La morgue: lo que dicen los cuerpos
Rodada con menos de dos millones de dólares de presupuesto, en un par de locaciones, con dos sólidos protagonistas que no son estrellas (el veterano escocés Brian Cox y el joven californiano Emile Hirsch) y con un eficaz director noruego como André Øvredal (Trollhunter) al mando, La morgue resulta un más que digno exponente de un cine de terror que cree más en la narración prolija, en la creación de climas y en la construcción paciente de tensión y suspenso que en los golpes de efecto y el impacto efímero.
Tommy (Cox) es un experto en autopsias que maneja una morgue privada en un pueblo de Virginia. Su hijo Austin (Hirsch) se debate entre seguir los pasos del padre o iniciar una vida independiente con su novia, Emma (Ophelia Lovibond). Ambos están habituados a recibir cadáveres en las condiciones más escabrosas, pero cuando les llega el cuerpo de una veinteañera sin marcas ni signos de violencia empiezan a sospechar. No conviene adelantar más detalles, pero será el inicio de una serie de descubrimientos (y padecimientos).

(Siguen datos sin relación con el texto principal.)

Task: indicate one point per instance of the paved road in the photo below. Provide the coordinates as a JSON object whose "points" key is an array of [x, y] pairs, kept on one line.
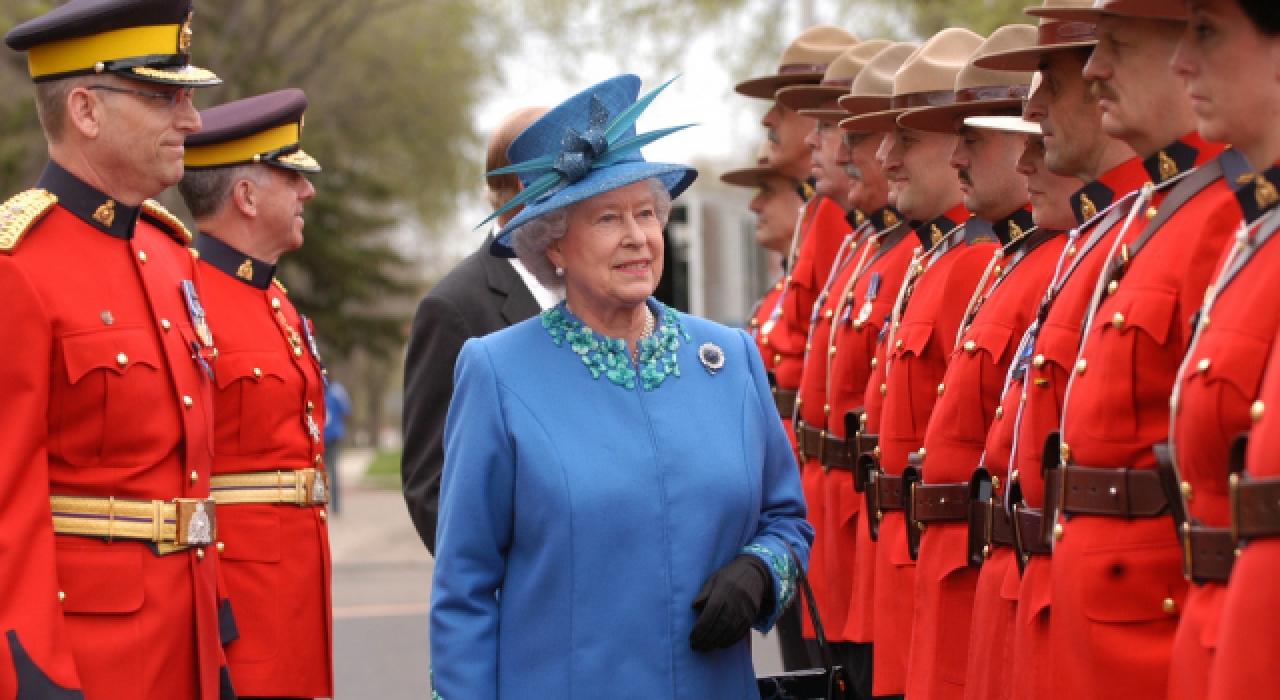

Más allá de que la película funciona razonablemente bien en todos los terrenos, hay que indicarle al espectador impresionable que La morgue es en varios pasajes un festín gore con órganos, vísceras y fluidos mostrados en primer plano en cada una de las pacientes y minuciosas autopsias que practican padre e hijo. No se trata de un regodeo exhibicionista. Los cuerpos aquí "hablan" y perturban. Son los verdaderos protagonistas de la película.